My three no-buy words are:

  1. graphic
  2. bright
  3. clever (tend to be things I admire rather than love)

So here are some examples of things I really love.  The ones that fit most or all of my defining style words and can take some contact with a mechanic are the ones I’m learning to use as inspiration.  The other ones are just for admiring.

NO!  Graphic.  Love it, and it will not work at home.

YES!  Muted and textural, not neutral but not screaming I’m Colorful

NO!  White furniture, breakable lamp bases, graphic suzani cushions.  Isn’t it lovely though?  PB does a great collected look.  The cognac leather armchair, on the other hand, I could totally get.

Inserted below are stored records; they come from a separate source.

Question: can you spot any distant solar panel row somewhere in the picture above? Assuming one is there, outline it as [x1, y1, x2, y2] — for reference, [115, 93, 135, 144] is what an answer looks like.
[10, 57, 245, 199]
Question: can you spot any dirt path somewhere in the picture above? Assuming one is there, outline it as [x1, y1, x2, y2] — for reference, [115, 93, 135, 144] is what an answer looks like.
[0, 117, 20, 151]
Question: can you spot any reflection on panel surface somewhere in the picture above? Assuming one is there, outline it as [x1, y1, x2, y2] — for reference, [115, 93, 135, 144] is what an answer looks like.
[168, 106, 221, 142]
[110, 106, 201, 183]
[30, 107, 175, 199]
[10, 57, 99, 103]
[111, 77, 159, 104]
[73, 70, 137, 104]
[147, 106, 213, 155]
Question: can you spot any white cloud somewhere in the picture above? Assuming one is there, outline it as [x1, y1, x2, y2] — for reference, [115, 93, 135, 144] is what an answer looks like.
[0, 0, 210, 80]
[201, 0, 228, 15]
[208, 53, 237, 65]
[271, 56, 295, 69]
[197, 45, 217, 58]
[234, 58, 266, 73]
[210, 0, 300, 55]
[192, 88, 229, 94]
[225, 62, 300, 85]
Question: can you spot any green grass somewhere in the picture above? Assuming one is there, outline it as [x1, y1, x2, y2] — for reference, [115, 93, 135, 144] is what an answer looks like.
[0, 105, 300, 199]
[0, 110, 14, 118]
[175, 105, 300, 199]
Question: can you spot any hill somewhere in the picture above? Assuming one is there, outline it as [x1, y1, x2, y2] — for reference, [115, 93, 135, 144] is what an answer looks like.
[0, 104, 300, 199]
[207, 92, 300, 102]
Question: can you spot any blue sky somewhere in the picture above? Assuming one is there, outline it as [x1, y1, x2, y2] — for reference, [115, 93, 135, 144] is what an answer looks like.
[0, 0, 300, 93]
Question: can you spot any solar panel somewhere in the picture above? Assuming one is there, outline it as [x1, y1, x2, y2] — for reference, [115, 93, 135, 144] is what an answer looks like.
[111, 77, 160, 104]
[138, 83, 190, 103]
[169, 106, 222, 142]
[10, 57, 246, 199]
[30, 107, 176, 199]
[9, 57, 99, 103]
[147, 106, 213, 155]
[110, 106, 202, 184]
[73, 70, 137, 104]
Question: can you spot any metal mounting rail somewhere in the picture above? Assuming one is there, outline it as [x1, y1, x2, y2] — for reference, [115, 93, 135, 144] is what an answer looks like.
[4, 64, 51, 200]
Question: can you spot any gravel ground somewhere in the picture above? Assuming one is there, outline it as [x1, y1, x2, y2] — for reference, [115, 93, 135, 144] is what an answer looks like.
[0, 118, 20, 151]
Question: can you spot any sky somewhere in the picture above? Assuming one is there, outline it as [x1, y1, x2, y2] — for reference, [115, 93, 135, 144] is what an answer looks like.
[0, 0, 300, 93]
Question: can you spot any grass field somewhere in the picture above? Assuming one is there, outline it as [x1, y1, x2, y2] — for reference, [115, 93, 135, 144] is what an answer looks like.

YES!  Scuffable floors and furniture, washable accent textiles in traditional patterns.

HECK YES!  Lots of texture and interest going on here, and it’s graceful, casual, inviting, well-crafted, makes me feel like I have all the time in the world to relax and enjoy the space.   Just hang a lobster lithograph for the mischievousness and I’ve got every one of my key words represented.

NO!  Gorgeous green graphic pillows.  When things are this contrasty, it doesn’t work at home.  I still want them.

YES!  Stripes, while technically graphic, are far too traditional to read as pop-y.  Low contrast helps.

So that’s a peek into my developing style and how it’s come about. 

What have you learned about your style as you’ve decorated your home?  Are there certain types of things you find yourself wanting that just don’t work when you try them out?  Have you thought about what words truly define YOUR style?